Publisher: ACM Books
Length: 406 pages
Code Nation: Personal Computing and the Learn to Program Movement in America
A new history of computer programming and the rise of PC user communities.
Code Nation explores the rise of software development as a social, cultural, and technical phenomenon in American history. Click here to read the first chapter. The text offers a new history of personal computing that emphasizes the technical and business challenges that software developers faced when building applications for CP/M, MS-DOS, UNIX, Microsoft Windows, the Apple Macintosh, and other emerging platforms. Halvorson presents a popular history of computing that explores the experiences of novice computer users, tinkerers, hackers, and power users, as well as the ideals and aspirations of leading computer scientists, engineers, educators, and entrepreneurs.
Code Nation includes a “behind-the-scenes” look at application and operating-system programming practices, the diversity of historic computer languages, the rise of user communities, and early attempts to market PC software. The histories of Apple, Microsoft, and IBM are here, as well as the social movements that shaped personal computing and computer literacy debates in the 1970s, 80s, and 90s. Code samples and over 80 historic photographs support the text.
Michael Halvorson, Ph.D., is an American technology writer and historian. He was employed at Microsoft Corporation from 1985 to 1993, where he worked as a technical editor, acquisitions editor, and localization project manager.

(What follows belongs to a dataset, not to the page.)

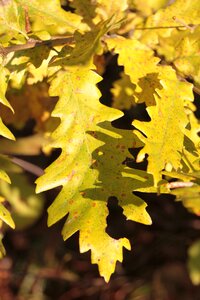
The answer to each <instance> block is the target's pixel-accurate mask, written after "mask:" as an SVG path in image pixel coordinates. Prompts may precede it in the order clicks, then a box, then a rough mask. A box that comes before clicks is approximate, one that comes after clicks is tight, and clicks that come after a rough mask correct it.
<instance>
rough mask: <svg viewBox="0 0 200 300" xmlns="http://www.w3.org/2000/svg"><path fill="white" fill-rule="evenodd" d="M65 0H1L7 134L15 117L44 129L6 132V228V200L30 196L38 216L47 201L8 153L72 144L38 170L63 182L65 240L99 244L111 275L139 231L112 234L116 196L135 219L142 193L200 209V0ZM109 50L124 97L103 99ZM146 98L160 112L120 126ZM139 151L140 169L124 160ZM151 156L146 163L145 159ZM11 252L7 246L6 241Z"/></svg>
mask: <svg viewBox="0 0 200 300" xmlns="http://www.w3.org/2000/svg"><path fill="white" fill-rule="evenodd" d="M168 2H170V3H168ZM171 2H172V3H171ZM62 5H63V6H61V3H60V1H59V0H49V1H42V0H31V1H28V2H27V1H24V0H1V1H0V43H1V48H0V54H1V57H0V59H1V65H0V102H1V115H0V117H1V119H0V134H1V136H3V137H4V138H7V139H10V140H15V138H14V136H13V134H12V133H11V131H10V130H9V129H8V127H7V126H8V125H12V127H14V128H23V126H24V125H25V123H26V121H27V120H29V119H34V120H35V124H36V126H35V131H36V132H37V135H33V136H32V138H31V139H29V143H30V144H29V145H30V147H29V146H27V143H26V141H25V142H24V141H22V140H21V139H19V140H17V141H15V142H12V141H11V142H8V141H6V140H4V139H2V140H1V147H0V148H1V153H2V154H1V157H0V159H1V162H2V163H1V169H0V179H1V190H0V193H1V202H0V219H1V222H2V224H1V226H3V222H5V223H7V224H8V225H9V226H11V227H13V228H14V226H15V225H14V221H13V218H14V216H13V218H12V217H11V214H10V212H9V210H8V209H7V208H6V206H5V205H4V201H5V200H6V201H8V202H9V203H10V205H11V207H12V208H13V207H14V208H13V209H12V210H13V211H15V208H16V207H17V205H18V204H17V203H19V206H20V205H22V206H23V205H24V206H26V207H25V209H26V210H28V211H29V212H30V214H32V215H31V216H32V217H33V218H34V216H35V213H34V208H35V207H36V206H37V205H38V203H40V205H39V211H41V209H42V204H41V202H42V201H41V198H37V197H38V196H37V195H35V196H33V191H32V190H30V192H29V195H32V196H31V200H30V199H29V198H27V197H26V198H27V199H29V200H27V203H24V202H23V201H22V200H21V201H20V199H21V198H22V199H23V197H25V196H23V195H22V196H21V197H19V195H18V196H17V195H16V192H14V191H12V190H11V189H12V185H11V187H10V186H9V184H10V182H11V181H10V178H11V179H12V181H13V182H14V185H15V182H17V181H18V183H19V185H18V190H19V188H20V185H22V184H23V180H24V179H22V178H21V177H20V176H23V175H22V174H21V173H20V171H21V170H19V168H18V169H17V170H16V167H15V166H14V165H13V164H12V162H11V161H10V160H9V158H8V157H7V156H6V154H15V153H16V154H29V155H31V154H33V153H32V151H33V152H34V150H33V148H32V146H31V145H32V144H31V143H33V144H34V145H37V146H36V149H35V152H36V153H37V152H38V151H39V149H40V148H41V149H43V151H44V152H45V153H46V154H48V153H49V152H51V150H52V149H54V148H59V149H61V154H60V155H59V157H58V158H57V159H56V160H55V161H54V162H53V163H52V164H50V165H49V166H48V167H47V168H46V169H45V172H44V174H43V175H41V176H39V178H38V179H37V180H36V193H40V192H43V191H46V190H49V189H52V188H56V187H59V186H62V189H61V191H60V193H59V194H58V196H57V197H56V199H55V200H54V202H53V203H52V204H51V206H50V207H49V208H48V225H49V226H50V225H52V224H54V223H56V222H58V221H59V220H60V219H61V218H63V217H66V222H65V225H64V227H63V230H62V235H63V238H64V240H66V239H67V238H69V237H70V236H71V235H73V234H74V233H75V232H77V231H79V244H80V252H86V251H88V250H91V260H92V263H96V264H98V266H99V272H100V274H101V275H102V276H103V277H104V278H105V280H106V281H108V280H109V278H110V276H111V274H112V273H113V272H114V269H115V265H116V261H122V256H123V254H122V252H123V247H125V248H126V249H130V243H129V240H128V239H127V238H120V239H114V238H113V237H111V236H109V235H108V233H107V232H106V227H107V221H106V219H107V216H108V208H107V201H108V198H109V197H111V196H114V197H116V198H117V199H118V203H119V205H120V206H121V207H122V209H123V214H124V215H125V217H126V218H127V220H132V221H136V222H141V223H143V224H147V225H148V224H151V217H150V216H149V214H148V213H147V211H146V206H147V204H146V203H145V202H144V201H143V200H142V199H141V198H139V197H138V196H136V195H135V194H134V192H135V191H140V192H145V193H173V194H174V195H176V197H177V200H179V199H181V200H182V201H183V205H184V206H185V207H186V208H188V209H189V210H190V211H192V212H193V213H195V214H197V215H199V214H200V186H199V178H200V173H199V166H200V145H199V136H198V132H199V131H200V126H199V123H198V120H197V118H196V117H195V106H194V104H193V98H194V96H193V91H196V92H198V91H199V85H200V73H199V66H200V54H199V53H200V42H199V41H200V26H199V25H200V24H199V23H200V19H199V15H200V5H199V0H184V1H183V0H176V1H167V0H151V1H150V0H149V1H138V0H123V1H105V0H95V1H92V0H83V1H77V0H70V1H68V2H65V1H64V2H63V1H62ZM108 53H109V55H110V56H115V55H117V57H118V65H119V66H122V67H123V72H122V73H121V74H120V79H118V80H117V81H116V82H114V84H113V88H112V89H111V92H112V95H113V99H112V107H107V106H105V105H103V104H101V102H100V101H99V99H100V97H101V93H100V91H99V89H98V87H97V84H98V83H99V82H100V81H101V80H102V77H101V75H102V72H103V71H104V69H105V68H106V60H105V59H103V58H104V57H105V54H108ZM55 103H56V104H55ZM141 103H144V105H145V107H146V111H147V113H148V115H149V119H150V120H149V121H139V120H133V123H132V125H133V129H132V130H122V129H118V128H115V127H114V126H113V125H112V121H114V120H117V119H119V118H121V117H122V116H123V110H127V109H130V108H132V109H135V108H136V107H137V106H138V105H139V104H141ZM14 111H15V114H14V115H12V114H13V113H14ZM6 125H7V126H6ZM47 140H48V144H47ZM13 143H15V144H14V146H13ZM25 144H26V146H24V145H25ZM133 148H138V151H137V152H138V155H137V157H136V158H134V157H133V156H132V155H131V154H130V151H129V150H130V149H133ZM6 151H7V152H6ZM20 151H21V152H20ZM23 151H24V152H23ZM127 158H129V159H132V160H134V159H135V160H136V164H135V165H136V167H135V168H132V167H129V166H127V164H124V161H125V160H126V159H127ZM144 160H146V161H147V168H146V170H144V169H141V164H139V163H140V162H142V161H144ZM137 163H138V164H137ZM8 174H9V176H8ZM10 174H11V175H10ZM13 174H14V175H13ZM16 174H18V175H16ZM16 178H18V179H16ZM20 178H21V179H20ZM20 182H21V184H20ZM22 190H23V189H22ZM34 197H36V198H37V200H38V199H39V201H36V200H35V202H34V201H33V199H35V198H34ZM31 209H32V210H31ZM16 210H17V209H16ZM37 216H38V214H37ZM14 219H15V218H14ZM0 251H1V254H2V255H3V253H4V251H5V250H4V248H3V245H2V244H1V246H0Z"/></svg>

He is currently Benson Chair of Business and Economic History at Pacific Lutheran University, where he teaches the history of business and computing and directs the university's Innovation Studies program.
“Code Nation will be widely attractive to anyone who has wondered where personal computing came from.”
“This book shines a bright light on topics that have not yet received enough attention by historians, such as the writing of applications programs, operating-systems programming, and the marketing of software—not only through splashy media events but also via coordinated publishing programs in computer books and magazines.”